Use a separate DB connections for each setup participant when checking if an upgrade is required.

[Remy Blank]

Replying to rblank:

Replying to cboos:

So I think we should really add it this in QueryContextManager.__exit__, and well, for the sake of backward compatibility, allow an explicit rollback() at least for 0.13.

Yes, let's do that. Unfortunately, intentional database errors and rollbacks interfere badly with nested transaction blocks, and there's not much we can do about it.

In the meantime, I'm convinced that we shouldn't do that. There's only one known affected plugin, which now has a workaround. So I would prefer discouraging the use of DB exceptions to "check stuff".

To isolate the plugins against each other somewhat, I suggest something like 10451-upgrade-connections-r11054.patch​, which uses a separate DB connection for each call to environment_needs_upgrade(). So a plugin generating a DB exception won't affect all the others. I believe this would also have solved the issue with the ​TagsPlugin.

Ok to apply?

[Christian Boos]

Yep, looks good! Such connections should be immediately reused (if pooled), so there should be no performance penalty in the general case.

[Remy Blank]

Thanks for reviewing. Patch applied in [11072].

[Steffen Hoffmann]

Replying to rblank:

Replying to cboos:

…

We could wrap these in a Connection table_exists method.

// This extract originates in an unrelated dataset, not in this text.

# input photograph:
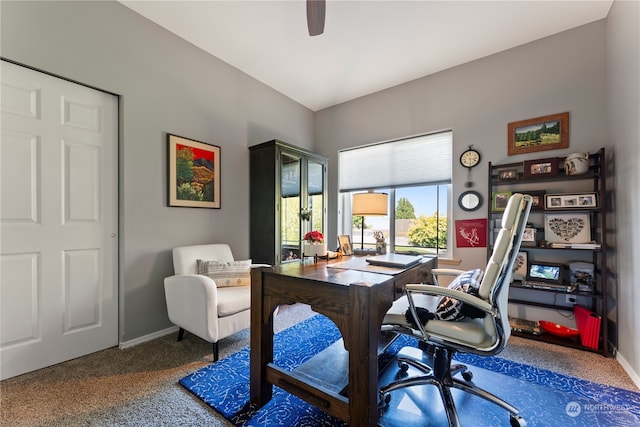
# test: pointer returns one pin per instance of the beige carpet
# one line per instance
(139, 386)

I'm not sure we should encourage this practice. I would rather encourage plugin authors to have a database version number for their schema, in the same way as we do for core (#8172).

Since​r12069 ​th:TagsPlugin finally uses version numbers for it's schema. Db table existence checks are done now only a few times during initial install/upgrade to current schema version, and possibly remaining side-effects of db errors have been minimized by using separate connections for these ugly tests.